Je regarde donc toujours avec une certaine attente le contenu de ma boite à courriel, comme on attendait autrefois le passage du facteur, aussi triste de constater qu'elle reste vide que lorsque le préposé aux Postes ne s'arrêtait même pas devant sa maison, aussi déçue quand les courriers ne sont que des spams ou publicités sans intérêt, que lorsqu'il n'amenait que des factures, sans autres écritures sur une enveloppe susceptibles de donner le sourire et l'envie de la déchirer pour en découvrir le contenu. Mais aujourd'hui, on n'attend plus grand chose de son facteur, on en espère plus grand chose de ce type.
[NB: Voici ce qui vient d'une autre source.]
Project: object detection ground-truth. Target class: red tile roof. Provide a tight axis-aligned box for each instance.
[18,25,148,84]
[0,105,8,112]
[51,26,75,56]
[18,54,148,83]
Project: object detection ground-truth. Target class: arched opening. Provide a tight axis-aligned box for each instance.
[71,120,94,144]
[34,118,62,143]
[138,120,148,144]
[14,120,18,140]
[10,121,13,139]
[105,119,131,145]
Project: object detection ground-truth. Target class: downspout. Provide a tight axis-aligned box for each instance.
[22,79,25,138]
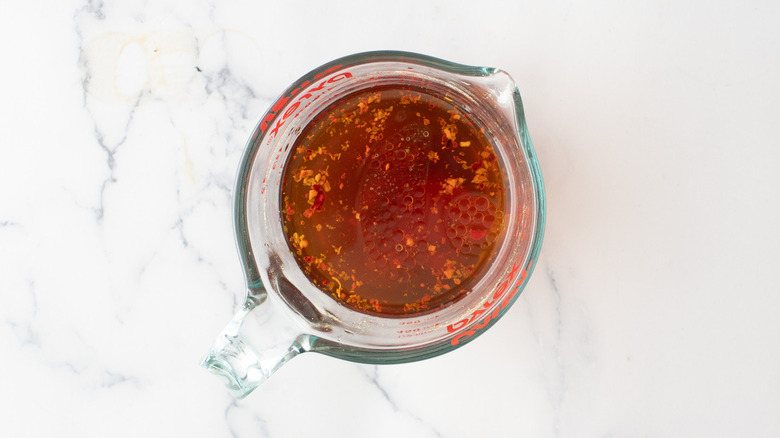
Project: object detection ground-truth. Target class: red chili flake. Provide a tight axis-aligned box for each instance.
[313,191,326,210]
[304,184,326,214]
[470,228,487,241]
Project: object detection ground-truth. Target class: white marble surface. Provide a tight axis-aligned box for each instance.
[2,1,779,436]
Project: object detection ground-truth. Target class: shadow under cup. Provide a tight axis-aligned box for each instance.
[204,51,545,398]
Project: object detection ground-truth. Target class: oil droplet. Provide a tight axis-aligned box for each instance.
[446,226,457,239]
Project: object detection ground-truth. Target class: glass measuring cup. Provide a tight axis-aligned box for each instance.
[201,51,546,398]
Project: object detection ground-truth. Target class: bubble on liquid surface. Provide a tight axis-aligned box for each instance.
[446,226,457,239]
[358,130,433,270]
[445,193,504,254]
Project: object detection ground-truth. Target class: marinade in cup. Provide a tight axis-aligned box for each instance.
[280,87,506,315]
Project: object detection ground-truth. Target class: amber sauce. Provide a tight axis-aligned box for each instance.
[280,87,506,315]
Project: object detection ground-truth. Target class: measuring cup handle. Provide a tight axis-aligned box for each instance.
[200,293,303,398]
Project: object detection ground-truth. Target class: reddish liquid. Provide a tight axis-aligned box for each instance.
[280,87,506,315]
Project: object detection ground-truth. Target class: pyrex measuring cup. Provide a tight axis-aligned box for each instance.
[201,51,545,398]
Encore un métier sinistré.
Bref, si de grandes correspondances sont aujourd'hui très connues et font l'objet de livres qui les retranscrivent, si on connait aujourd'hui la correspondance qu'entretenaient de grands personnages qui ont laissé leur nom dans l'Histoire pour d'autres raisons aussi, peut-être dans quelques années, pourra-t'on retrouver ce genre d'ouvrage au sujet de longs échanges de mails, de courriels si vous préférez. Il n'y a aucune raison qu'il en soit autrement. J'attends de voir cela avec une certaine impatience...
Si j'aime recevoir ces cadeaux épistolaires (prendre du temps pour poser des mots sur son clavier, et parler de soi, prendre aussi des nouvelles, s'inquiéter, c'est un cadeau parfois, souvent même, beaucoup plus précieux que bien des présents), j'aime aussi énormément y répondre. Parfois même, je me retiens de le faire dès la lecture finie, de peur de laisser penser à un certain empressement de ma part. Si empressement il y a, c'est seulement en raison des immédiates questions qu'aurait pu susciter la lettre, et les réponses qui se présentent immédiatement à celles éventuellement posées.
Tiens, et si on essayait, nous aussi, pour voir, ici même?
« Salut lecteur!
Comment vas-tu? J'ai l'impression de te parler beaucoup de moi, de m'étendre sur ma vie et sur mes petits tracas pas vraiment graves, mais au fond de ne pas savoir grand chose de toi. Tu as la forme j'espère? Et puis ce soleil, le printemps qui arrive, ce ne peut que être bénéfique sur ton état d'esprit! Je sais, en ce moment, ce n'est pas la joie, la crise, les manifs, les grèves, etc... D'ailleurs, tu as fait grève, toi, jeudi? Tu as manifesté? Moi, tu me connais, que de la gueule, je suis restée sagement chez moi. Et puis, tu sais, la foule, ce n'est pas trop mon truc... Bref, je suis lâche, rien qu'une dégonflée! Oui, je sais, je t'entends d'ici me dire que j'exagère, encore! Donc j'espère que tu me conteras ta journée.
Je ne suis pas allée au cinéma dernièrement. Je voulais aller voir Watchmen, mais pas y aller seule, et ma soeur m'a fait faux bond. Dommage, il paraît qu'il est bien. Ce n'est peut-être que partie remise... Et toi, tu as vu quoi ces derniers temps?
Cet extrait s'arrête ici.